You Are Inspiring! by Guest Blogger Megan Kondilas

One of my favorite quotes is “You can’t be brave if you’ve had only wonderful things happen to you.” My name is Megan Kondilas, and I’m twenty years old I live in New Port Richey, Florida. I have had some not so wonderful things happen during my life, when I was sixteen years old I had a horrible stomach virus that lasted for two-three weeks. It wasn’t such a “sweet sixteen” because this stomach virus landed me in the Emergency Room and my health has only gotten worse since. It took me a year to get diagnosed with Gastroparesis.

I had gone through so many tests, hospital stays, and different opinions from people in the medical professions on what I had. I heard the whole “its all in your head”, “you don’t look sick” or “you’re making it up for attention” thing from so many people.  That really hurts to hear that from anyone, no matter what age you are. I lost several friends and that was difficult, especially when you are faced with this illness that you find out there is no cure for and you will have it the rest of your life. You need to have people to lean on and support you through the tough times. I have had to grow up pretty fast with having Gastroparesis.  Instead of going to high school, football games and prom I was going to doctors appointments, having hospital stays and surgeries.

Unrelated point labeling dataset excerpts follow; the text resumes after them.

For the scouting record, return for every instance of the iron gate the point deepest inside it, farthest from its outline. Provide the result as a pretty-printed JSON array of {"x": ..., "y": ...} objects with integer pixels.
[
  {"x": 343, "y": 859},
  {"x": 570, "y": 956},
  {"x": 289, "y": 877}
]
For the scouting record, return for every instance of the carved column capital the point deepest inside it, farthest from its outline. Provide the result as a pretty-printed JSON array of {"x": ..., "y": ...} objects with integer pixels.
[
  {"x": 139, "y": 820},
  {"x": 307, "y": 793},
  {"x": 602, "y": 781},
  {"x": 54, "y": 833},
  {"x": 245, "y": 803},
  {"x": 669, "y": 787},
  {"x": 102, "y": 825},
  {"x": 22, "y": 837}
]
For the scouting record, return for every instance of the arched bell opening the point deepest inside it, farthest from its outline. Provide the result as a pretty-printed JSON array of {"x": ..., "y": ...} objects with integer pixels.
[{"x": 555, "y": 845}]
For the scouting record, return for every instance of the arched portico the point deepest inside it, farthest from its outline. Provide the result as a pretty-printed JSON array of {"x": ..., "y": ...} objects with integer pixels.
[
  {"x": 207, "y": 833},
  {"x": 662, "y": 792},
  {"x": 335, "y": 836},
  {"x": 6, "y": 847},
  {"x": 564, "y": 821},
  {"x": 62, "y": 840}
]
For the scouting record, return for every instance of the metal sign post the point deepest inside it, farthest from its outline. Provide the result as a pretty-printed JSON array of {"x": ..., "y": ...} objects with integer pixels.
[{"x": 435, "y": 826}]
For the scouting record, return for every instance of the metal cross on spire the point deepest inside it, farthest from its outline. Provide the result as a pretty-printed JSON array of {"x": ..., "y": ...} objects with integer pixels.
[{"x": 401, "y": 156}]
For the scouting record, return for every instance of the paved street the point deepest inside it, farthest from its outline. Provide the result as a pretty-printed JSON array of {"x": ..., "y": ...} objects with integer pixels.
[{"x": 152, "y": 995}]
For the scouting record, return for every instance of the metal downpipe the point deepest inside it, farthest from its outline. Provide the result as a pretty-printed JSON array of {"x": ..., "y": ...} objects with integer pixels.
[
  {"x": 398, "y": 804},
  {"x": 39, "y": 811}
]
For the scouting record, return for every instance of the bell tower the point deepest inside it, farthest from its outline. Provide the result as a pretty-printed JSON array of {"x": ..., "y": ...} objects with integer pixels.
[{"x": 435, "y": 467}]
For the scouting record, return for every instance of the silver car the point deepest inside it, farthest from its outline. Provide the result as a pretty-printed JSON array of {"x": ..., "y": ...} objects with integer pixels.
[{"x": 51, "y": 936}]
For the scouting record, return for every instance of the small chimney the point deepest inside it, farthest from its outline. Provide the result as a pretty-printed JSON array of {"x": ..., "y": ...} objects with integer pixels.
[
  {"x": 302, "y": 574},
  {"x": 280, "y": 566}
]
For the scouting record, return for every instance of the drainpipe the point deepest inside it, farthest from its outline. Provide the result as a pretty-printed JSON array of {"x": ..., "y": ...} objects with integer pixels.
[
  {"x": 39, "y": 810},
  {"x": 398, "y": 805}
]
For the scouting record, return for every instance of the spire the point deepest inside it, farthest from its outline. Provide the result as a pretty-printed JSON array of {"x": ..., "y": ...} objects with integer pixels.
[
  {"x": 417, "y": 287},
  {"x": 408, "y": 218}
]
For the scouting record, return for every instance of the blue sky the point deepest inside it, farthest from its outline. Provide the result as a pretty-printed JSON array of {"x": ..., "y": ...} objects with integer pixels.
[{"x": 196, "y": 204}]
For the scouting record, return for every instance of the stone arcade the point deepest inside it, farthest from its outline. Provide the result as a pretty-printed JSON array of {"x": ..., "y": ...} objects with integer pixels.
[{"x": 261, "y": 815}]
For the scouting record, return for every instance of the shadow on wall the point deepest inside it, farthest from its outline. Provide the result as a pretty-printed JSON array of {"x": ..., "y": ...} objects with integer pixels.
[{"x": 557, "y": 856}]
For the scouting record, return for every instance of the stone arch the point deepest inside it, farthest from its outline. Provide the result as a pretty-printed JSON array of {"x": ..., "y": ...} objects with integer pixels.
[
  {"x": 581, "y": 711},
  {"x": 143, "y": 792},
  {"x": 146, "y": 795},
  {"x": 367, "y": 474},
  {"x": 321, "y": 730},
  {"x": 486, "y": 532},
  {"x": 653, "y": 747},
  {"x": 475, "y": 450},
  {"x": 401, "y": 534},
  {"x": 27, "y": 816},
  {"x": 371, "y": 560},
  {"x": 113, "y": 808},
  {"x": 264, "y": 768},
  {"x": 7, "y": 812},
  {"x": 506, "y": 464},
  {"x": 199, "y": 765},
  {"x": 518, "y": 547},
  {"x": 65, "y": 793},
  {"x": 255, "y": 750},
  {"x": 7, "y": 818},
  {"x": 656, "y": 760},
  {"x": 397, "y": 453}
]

With having Gastroparesis, there were two options I could do with what I have been dealt with. I could 1. Be down , upset, and depressed that I am sick and feel sorry for myself or 2. I could make the most out of what I have been given and try to stay positive and maybe help others.  Well I’ve tried option one and that didn’t really work out that great for me. Option two has allowed me to still feel good… not good health wise but good emotionally. With having Gastroparesis it is so easy sometimes to be upset with the cards that I have been dealt.  I find that even though I may not be feeling well, that if I try and find something good in everyday and it helps lift my spirits.

This is an everyday choice that I consciously have to make. There are some days that I still do get upset about being sick. I do have those days where all I want to do is stay in bed or cry and I think that is okay. It okay to have those moments where you do dislike what you are going through and especially when its one thing after another, it does get challenging to look for some positives. You don’t have to be strong all of the time. So go ahead and have those days it is alright, but then pick yourself up. Find something to be thankful for each day, think of something positive to help you get through the tough times. Right now think of three things to that you are thankful for or three things that were positive today.

I love the fact that G-PACT strives to provide education, awareness, and support to others with this disease. It is so helpful to have support and the people that I have met with Gastroparesis whether it be in person or online inspire me to keep going and to keep fighting against this disease. I consider these people some of my best friends.  I help with The Gutsy Teen Lounge, one of G-PACT’s support groups, and that is one thing that helps me keep going is to know that even though I may be sick I can still make the most out of my situation and help others. This disease can get so lonely at times and it helps to know that you are not alone in this disease. There are others out there fighting against Gastroparesis that you can relate to, build friendships, and support each other. 

Anyone that has Gastroparesis is a hero to me. You are all so brave and even though we don’t always have wonderful things happen to us, we get through it. You are a fighter, you are brave, and you are so strong. You go through more than most people do in a lifetime. Don’t ever give up, you are a hero and your strength and bravery is inspiring.